Meu caro Paulo: O que sabemos sobre a ascensão e queda dos comandos africanos tem sido divulgado através do nosso blogue. Estamos, eu e os restantes membros da tertúlia dos amigos e camaradas da Guiné, disponíveis para trocar impressões, informação e até documentação sobre este e outros tópicos.

De qualquer modo, bom sucesso (e boa sorte) para as suas pesquisas sobre este tema, que há muito caiu no esquecimento de portugueses e guineenses... Sem querer parecer cínico ou provocador, quem no continente africano (com tantos desastres humanitários, com tantas violações dos direitos humanos, com tantos genocídios nestes últimos cinquenta anos, que foram os anos das independências, como por exemplo a tragédia do Darfur ou a hecatombe da Sida) se vai interessar pela sorte de algumas centenas de homens que escolheram o cavalo errado, servindo a bandeira dos colonialistas, e foram tratados como mercenários e traidores pelos guerrilheiros do PAIGC que substituiram os tugas no poder, em Bissau ?

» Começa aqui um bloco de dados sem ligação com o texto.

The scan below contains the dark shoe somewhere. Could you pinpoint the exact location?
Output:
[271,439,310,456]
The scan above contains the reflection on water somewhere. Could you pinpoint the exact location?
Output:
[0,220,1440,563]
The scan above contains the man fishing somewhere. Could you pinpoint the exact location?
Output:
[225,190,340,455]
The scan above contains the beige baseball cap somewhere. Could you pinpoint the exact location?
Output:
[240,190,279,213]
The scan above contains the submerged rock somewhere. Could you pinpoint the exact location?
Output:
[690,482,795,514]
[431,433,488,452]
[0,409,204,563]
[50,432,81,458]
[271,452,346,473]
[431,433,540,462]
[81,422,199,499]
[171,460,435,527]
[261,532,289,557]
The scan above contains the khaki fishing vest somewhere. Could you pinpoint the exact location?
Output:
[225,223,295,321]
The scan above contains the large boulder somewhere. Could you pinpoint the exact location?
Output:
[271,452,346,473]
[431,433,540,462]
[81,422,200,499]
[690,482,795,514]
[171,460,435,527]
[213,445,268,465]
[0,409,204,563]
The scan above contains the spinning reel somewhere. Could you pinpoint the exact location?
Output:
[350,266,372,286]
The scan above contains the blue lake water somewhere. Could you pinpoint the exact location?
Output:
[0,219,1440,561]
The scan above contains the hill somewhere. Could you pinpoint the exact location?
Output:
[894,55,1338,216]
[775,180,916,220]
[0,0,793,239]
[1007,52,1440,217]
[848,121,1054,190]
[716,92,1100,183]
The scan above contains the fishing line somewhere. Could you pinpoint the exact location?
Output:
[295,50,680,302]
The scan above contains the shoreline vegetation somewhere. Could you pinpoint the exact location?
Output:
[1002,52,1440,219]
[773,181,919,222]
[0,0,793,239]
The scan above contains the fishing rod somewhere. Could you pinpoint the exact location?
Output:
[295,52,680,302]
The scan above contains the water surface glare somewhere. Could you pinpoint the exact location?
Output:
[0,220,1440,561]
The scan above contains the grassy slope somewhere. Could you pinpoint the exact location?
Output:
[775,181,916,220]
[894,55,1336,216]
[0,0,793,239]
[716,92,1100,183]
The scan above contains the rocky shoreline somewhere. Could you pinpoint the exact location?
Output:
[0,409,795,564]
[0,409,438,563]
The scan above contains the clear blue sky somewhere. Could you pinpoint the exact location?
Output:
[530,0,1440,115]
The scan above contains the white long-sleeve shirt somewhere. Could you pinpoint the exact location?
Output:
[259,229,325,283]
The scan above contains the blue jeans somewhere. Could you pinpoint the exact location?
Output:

Infelizmente o que sabiam (de) mais já morreram ou foram mortos. Outros, os que podiam e deviam falar,vão provavelmente morrer na cama e até, alguns, ser tratados como heróis, com direito a lugar no panteão nacional da santa terrinha... Sempre foi assim ou tem sido: são os vencedores que escrevem a história. Nós, quando muito, podemos pôr um pauzinho na engrenagem, fazendo alguns perguntas incómodas, insalubres e perigosas... (LG)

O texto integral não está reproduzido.